Labour : Corbyn parle au pays autant qu’au parti
Dans deux jours, le 12 août à midi, la campagne électorale pour le leadership du Labour party, mais aussi celle pour le deputy leadership, prendra fin. Dans la moiteur de ce début d’août, la presse française s’en est, enfin, fait l’écho. Le moins que l’on puisse dire c’est que le pari du candidat de la gauche travailliste, Jeremy Corbyn, MP pour Islington-North, est tenu : il y a eu un débat. Les lignes de fracture qui traversent le parti travailliste, l’un des plus puissants partis de gauche européens, sinon le plus puissant après le parti social-démocrate allemand, ont été mises à jour. S’il y a donc au moins trois blocs identifiables à l’issue de cette campagne, l’événement marquant de ces deux mois a été la vitalité de la candidature Corbyn et l’écho qu’elle a rencontré au sein du Labour et même au-delà.
Mais prenons un instant pour fixer les vrais enjeux de cette double campagne. Le leader du parti, dans la tradition britannique, est appelé à devenir le premier ministre en cas de victoire de son camp aux élections générales. Dans la période intermédiaire, il est de facto chef de l’opposition et son principal porte-parole tant à la chambre des communes que dans les médias. Il dirige le shadow cabinet, ou cabinet fantôme, sorte de contre-gouvernement dont la mission est de critiquer les axes de la politique gouvernementale et de porter des propositions alternatives. Quant au deputy leader, sa mission est plutôt de s’occuper du parti en tant qu’organisation.
Le bloc blairiste, incarné par la candidature de Liz Kendal, a contribué à animer fortement le débat en prônant une politique d’austérité, proche de celle des Tories au pouvoir. La patronne du think tank Progress a été la seule candidate à soutenir ouvertement la leader par intérim du parti dans son souhait de ne pas s’opposer aux mesures conservatrices de réductions budgétaires frappant notamment les crédits d’impôt destinés à soutenir la politique familiale ou les aides sociales. Il faut reconnaître à Liz Kendal du courage et une vraie cohérence politique, dans la lignée de Tony Blair. Sa quatrième place, dans les sondages comme en matière de soutiens dans les Constituency Labour parties (les organisations de base du parti travailliste) ne doit pas amener à croire que le blairisme est en voie de disparition. Dans une autre campagne, celle qui doit désigner le candidat travailliste à la mairie de Londres, c’est en effet une blairiste de choc, Tessa Jowell, qui apparaît mener la danse.

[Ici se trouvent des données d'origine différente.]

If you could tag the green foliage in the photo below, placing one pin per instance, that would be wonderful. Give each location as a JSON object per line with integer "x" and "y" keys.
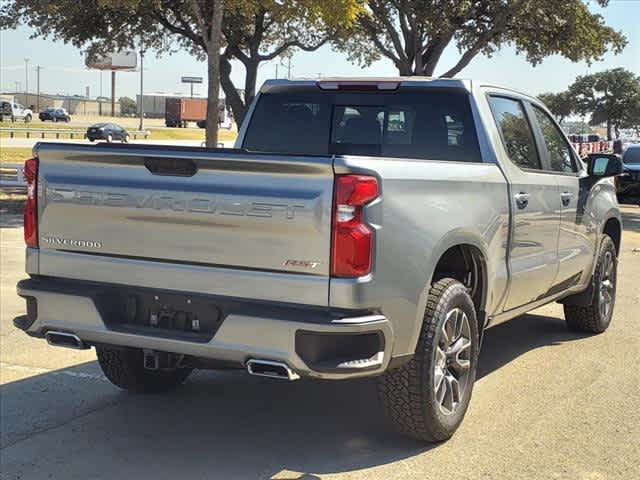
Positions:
{"x": 256, "y": 31}
{"x": 609, "y": 97}
{"x": 561, "y": 104}
{"x": 128, "y": 106}
{"x": 413, "y": 34}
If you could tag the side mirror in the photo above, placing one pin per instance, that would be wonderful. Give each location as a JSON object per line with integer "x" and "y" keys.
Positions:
{"x": 604, "y": 165}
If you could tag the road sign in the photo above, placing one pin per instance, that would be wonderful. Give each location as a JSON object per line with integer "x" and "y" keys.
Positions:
{"x": 191, "y": 79}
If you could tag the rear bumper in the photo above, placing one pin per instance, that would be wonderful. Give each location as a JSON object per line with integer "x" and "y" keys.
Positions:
{"x": 312, "y": 341}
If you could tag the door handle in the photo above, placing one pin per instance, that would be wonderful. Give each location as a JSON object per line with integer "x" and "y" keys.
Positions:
{"x": 522, "y": 200}
{"x": 565, "y": 197}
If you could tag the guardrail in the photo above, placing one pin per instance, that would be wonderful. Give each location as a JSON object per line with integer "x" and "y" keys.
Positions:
{"x": 12, "y": 178}
{"x": 42, "y": 132}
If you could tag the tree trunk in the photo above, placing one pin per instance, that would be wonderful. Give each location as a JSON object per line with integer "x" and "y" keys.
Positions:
{"x": 213, "y": 94}
{"x": 213, "y": 74}
{"x": 238, "y": 107}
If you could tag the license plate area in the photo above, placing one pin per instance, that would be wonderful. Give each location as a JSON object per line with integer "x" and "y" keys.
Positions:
{"x": 158, "y": 313}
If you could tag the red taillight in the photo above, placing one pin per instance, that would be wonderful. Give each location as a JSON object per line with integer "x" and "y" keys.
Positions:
{"x": 31, "y": 205}
{"x": 352, "y": 239}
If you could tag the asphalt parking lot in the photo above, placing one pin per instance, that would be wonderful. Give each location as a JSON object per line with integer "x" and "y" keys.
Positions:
{"x": 548, "y": 404}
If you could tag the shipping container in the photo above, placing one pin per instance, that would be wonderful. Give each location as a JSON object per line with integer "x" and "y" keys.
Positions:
{"x": 179, "y": 111}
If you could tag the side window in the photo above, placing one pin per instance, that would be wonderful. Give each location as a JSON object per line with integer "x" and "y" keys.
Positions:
{"x": 560, "y": 157}
{"x": 516, "y": 132}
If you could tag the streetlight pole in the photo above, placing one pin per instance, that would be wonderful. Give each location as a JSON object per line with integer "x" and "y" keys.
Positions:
{"x": 26, "y": 80}
{"x": 38, "y": 68}
{"x": 141, "y": 108}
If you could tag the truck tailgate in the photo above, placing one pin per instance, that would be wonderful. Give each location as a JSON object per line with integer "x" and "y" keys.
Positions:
{"x": 223, "y": 209}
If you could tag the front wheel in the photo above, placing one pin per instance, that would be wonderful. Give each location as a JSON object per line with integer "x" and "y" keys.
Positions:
{"x": 124, "y": 367}
{"x": 596, "y": 316}
{"x": 428, "y": 397}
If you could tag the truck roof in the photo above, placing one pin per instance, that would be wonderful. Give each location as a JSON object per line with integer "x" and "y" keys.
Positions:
{"x": 414, "y": 81}
{"x": 402, "y": 81}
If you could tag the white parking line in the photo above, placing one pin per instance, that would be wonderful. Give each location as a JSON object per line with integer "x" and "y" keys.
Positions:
{"x": 42, "y": 371}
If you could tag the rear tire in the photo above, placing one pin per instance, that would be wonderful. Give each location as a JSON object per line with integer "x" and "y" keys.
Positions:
{"x": 428, "y": 397}
{"x": 124, "y": 368}
{"x": 596, "y": 317}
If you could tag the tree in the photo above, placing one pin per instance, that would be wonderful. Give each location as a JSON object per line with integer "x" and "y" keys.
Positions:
{"x": 607, "y": 97}
{"x": 560, "y": 104}
{"x": 413, "y": 34}
{"x": 257, "y": 31}
{"x": 631, "y": 118}
{"x": 128, "y": 106}
{"x": 102, "y": 26}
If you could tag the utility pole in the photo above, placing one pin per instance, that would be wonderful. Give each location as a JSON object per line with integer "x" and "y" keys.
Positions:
{"x": 26, "y": 80}
{"x": 141, "y": 107}
{"x": 38, "y": 68}
{"x": 113, "y": 93}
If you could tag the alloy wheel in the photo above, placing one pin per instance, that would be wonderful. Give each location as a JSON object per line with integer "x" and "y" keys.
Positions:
{"x": 453, "y": 361}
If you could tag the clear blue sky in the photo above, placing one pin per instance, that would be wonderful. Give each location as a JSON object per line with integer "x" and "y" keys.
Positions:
{"x": 64, "y": 72}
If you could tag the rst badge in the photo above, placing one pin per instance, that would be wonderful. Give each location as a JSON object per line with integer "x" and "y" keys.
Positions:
{"x": 310, "y": 264}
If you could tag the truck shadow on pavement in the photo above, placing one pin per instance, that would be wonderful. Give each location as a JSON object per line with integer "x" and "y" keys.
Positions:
{"x": 72, "y": 423}
{"x": 631, "y": 219}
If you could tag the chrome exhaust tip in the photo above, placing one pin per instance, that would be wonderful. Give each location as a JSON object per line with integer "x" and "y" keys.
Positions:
{"x": 65, "y": 339}
{"x": 271, "y": 369}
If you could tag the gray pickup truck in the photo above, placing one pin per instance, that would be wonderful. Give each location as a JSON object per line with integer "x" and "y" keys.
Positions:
{"x": 370, "y": 227}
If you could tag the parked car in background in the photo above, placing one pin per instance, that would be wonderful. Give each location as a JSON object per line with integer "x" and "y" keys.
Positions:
{"x": 108, "y": 132}
{"x": 55, "y": 115}
{"x": 628, "y": 183}
{"x": 14, "y": 111}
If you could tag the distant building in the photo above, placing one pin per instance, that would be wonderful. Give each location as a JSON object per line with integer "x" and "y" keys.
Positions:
{"x": 154, "y": 102}
{"x": 74, "y": 104}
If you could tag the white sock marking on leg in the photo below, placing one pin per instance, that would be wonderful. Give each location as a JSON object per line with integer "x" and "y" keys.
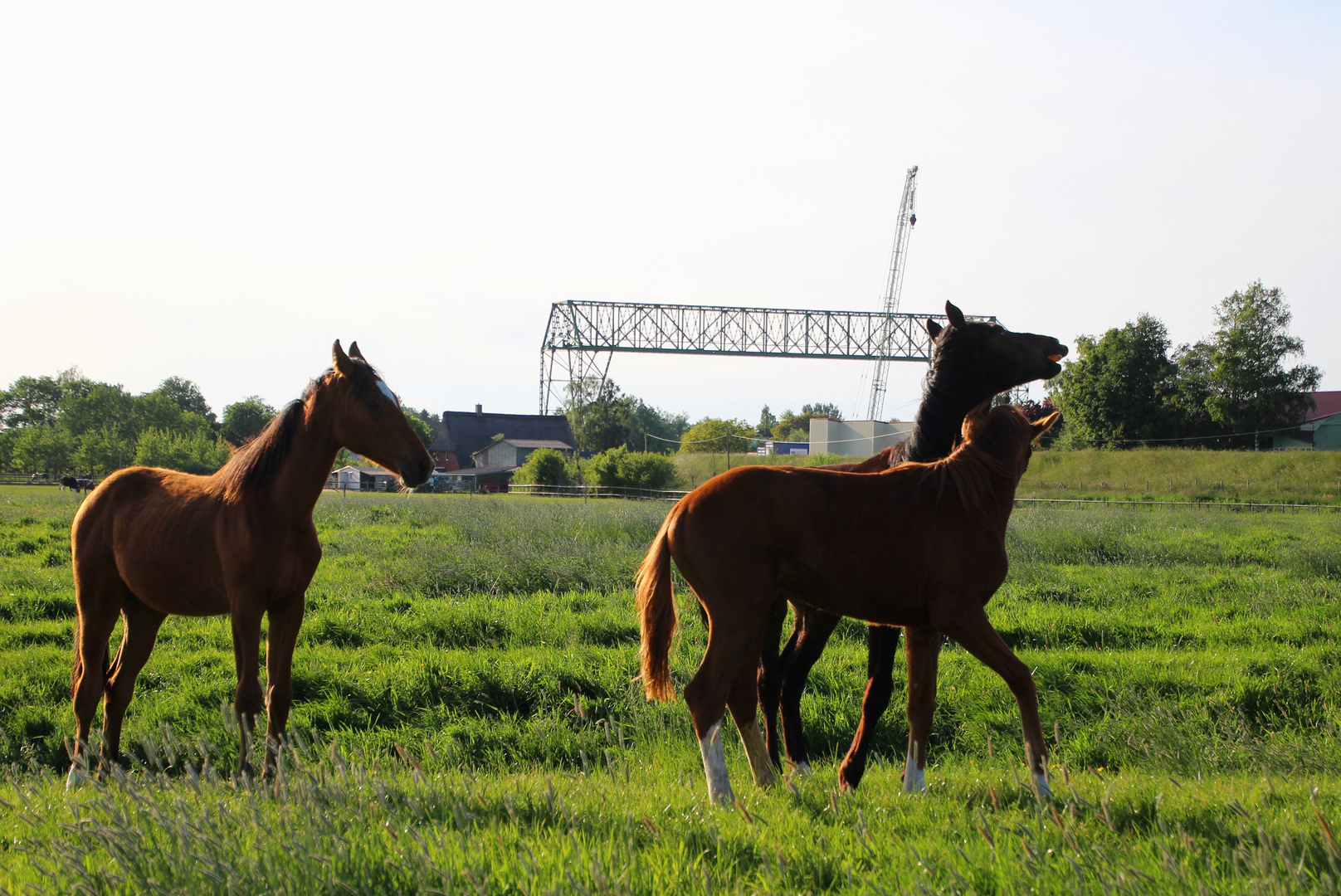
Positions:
{"x": 758, "y": 752}
{"x": 715, "y": 766}
{"x": 914, "y": 778}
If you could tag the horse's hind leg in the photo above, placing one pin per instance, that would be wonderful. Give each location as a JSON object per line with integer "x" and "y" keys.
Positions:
{"x": 137, "y": 643}
{"x": 881, "y": 650}
{"x": 770, "y": 676}
{"x": 727, "y": 671}
{"x": 923, "y": 648}
{"x": 98, "y": 602}
{"x": 285, "y": 621}
{"x": 813, "y": 631}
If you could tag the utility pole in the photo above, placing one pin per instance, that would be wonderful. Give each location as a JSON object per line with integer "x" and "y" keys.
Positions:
{"x": 894, "y": 286}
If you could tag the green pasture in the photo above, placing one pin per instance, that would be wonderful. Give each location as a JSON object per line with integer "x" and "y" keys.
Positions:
{"x": 466, "y": 721}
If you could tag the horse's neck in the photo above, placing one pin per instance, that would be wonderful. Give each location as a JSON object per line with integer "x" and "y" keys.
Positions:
{"x": 939, "y": 420}
{"x": 300, "y": 479}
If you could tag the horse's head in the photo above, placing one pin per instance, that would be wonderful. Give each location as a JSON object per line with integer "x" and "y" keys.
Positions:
{"x": 988, "y": 357}
{"x": 1005, "y": 434}
{"x": 370, "y": 421}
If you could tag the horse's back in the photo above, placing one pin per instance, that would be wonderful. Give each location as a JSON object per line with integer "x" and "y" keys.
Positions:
{"x": 158, "y": 528}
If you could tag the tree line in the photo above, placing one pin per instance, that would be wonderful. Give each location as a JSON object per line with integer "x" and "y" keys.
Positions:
{"x": 70, "y": 423}
{"x": 1131, "y": 387}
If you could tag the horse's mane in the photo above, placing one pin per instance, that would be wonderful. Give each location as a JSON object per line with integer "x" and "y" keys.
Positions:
{"x": 258, "y": 461}
{"x": 974, "y": 472}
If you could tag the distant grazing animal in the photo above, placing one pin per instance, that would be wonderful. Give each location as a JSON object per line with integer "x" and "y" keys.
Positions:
{"x": 971, "y": 363}
{"x": 241, "y": 542}
{"x": 919, "y": 545}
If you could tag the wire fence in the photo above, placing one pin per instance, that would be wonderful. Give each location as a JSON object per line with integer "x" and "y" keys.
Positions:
{"x": 598, "y": 491}
{"x": 1247, "y": 506}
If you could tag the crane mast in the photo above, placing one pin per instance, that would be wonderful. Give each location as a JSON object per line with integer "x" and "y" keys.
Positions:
{"x": 897, "y": 261}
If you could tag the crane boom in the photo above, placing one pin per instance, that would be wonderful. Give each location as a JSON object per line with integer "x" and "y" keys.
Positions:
{"x": 894, "y": 286}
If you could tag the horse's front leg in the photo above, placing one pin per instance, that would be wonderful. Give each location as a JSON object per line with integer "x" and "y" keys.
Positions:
{"x": 248, "y": 700}
{"x": 881, "y": 648}
{"x": 285, "y": 621}
{"x": 978, "y": 636}
{"x": 923, "y": 650}
{"x": 770, "y": 676}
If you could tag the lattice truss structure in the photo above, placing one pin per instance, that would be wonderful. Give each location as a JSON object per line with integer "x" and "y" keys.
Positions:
{"x": 583, "y": 337}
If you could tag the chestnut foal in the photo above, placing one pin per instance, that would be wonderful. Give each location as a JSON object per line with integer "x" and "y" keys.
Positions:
{"x": 755, "y": 537}
{"x": 241, "y": 542}
{"x": 971, "y": 363}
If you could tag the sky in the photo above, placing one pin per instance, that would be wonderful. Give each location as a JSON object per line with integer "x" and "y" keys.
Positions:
{"x": 220, "y": 192}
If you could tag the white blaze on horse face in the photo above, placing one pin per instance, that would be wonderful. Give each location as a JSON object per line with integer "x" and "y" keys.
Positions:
{"x": 715, "y": 766}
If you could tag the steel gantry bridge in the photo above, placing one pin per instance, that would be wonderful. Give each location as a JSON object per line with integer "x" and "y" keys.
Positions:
{"x": 583, "y": 337}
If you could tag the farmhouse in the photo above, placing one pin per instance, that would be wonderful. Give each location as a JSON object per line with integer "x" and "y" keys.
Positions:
{"x": 363, "y": 479}
{"x": 1321, "y": 426}
{"x": 513, "y": 452}
{"x": 461, "y": 435}
{"x": 860, "y": 437}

Le centre du parti travailliste est, une nouvelle fois, divisé. Andy Burnham incarne les espoirs de ceux qui souhaitent la continuité de l’ère Miliband. Un appareil fort, le soutien des syndicats réformistes, une politique pragmatique… tels sont les principaux axes développés par le shadow secretary à la santé. Des thèmes proches de ceux d’Yvette Cooper, qui se pose en héritière de Gordon Brown, le dernier premier ministre travailliste en date. Dans ce bloc centriste, c’est plus une guerre de personnes qu’un affrontement d’idées qui se joue. La réconciliation de ce camp sera difficile à réaliser. Yvette Cooper a d’ailleurs annoncé la couleur : si elle devait être élue, elle célèbrerait sa victoire au son d’Abba « The Winner takes it all » (le vainqueur remporte tout)…
« I don’t do personals »
Face à cette guerre fratricide, Jeremy Corbyn a réussi à tenir sa ligne « I don’t do personals » (« je ne fais rien de personnel »). Il a été le seul à dépasser le cadre étroit du hustings (la campagne officielle, avec ses débats télévisés dont nous avons rendu compte). Le vétéran travailliste, malgré ses 66 ans, a multiplié les rencontres et débats avec les adhérents du parti. Après le soutien de Unite, le plus important syndicat du pays, il a réussi à obtenir celui de Unisson. Les responsables syndicaux ont tenu à préciser que l’agenda politique de Jeremy Corbyn : refus de l’austérité, développement d’une politique philo-keynésienne de relance, soutien à la propriété publique des infrastructures (notamment le rail)… était en convergence avec leur propre cahier revendicatif. Cela fait bien longtemps qu’un responsable travailliste n’a pas été aussi en phase avec les principales organisations syndicales du Royaume-Uni. Mais, comme nous l’avons déjà souligné, c’est l’écho que rencontre la candidature Corbyn au sein du parti travailliste qui a surpris tout un chacun.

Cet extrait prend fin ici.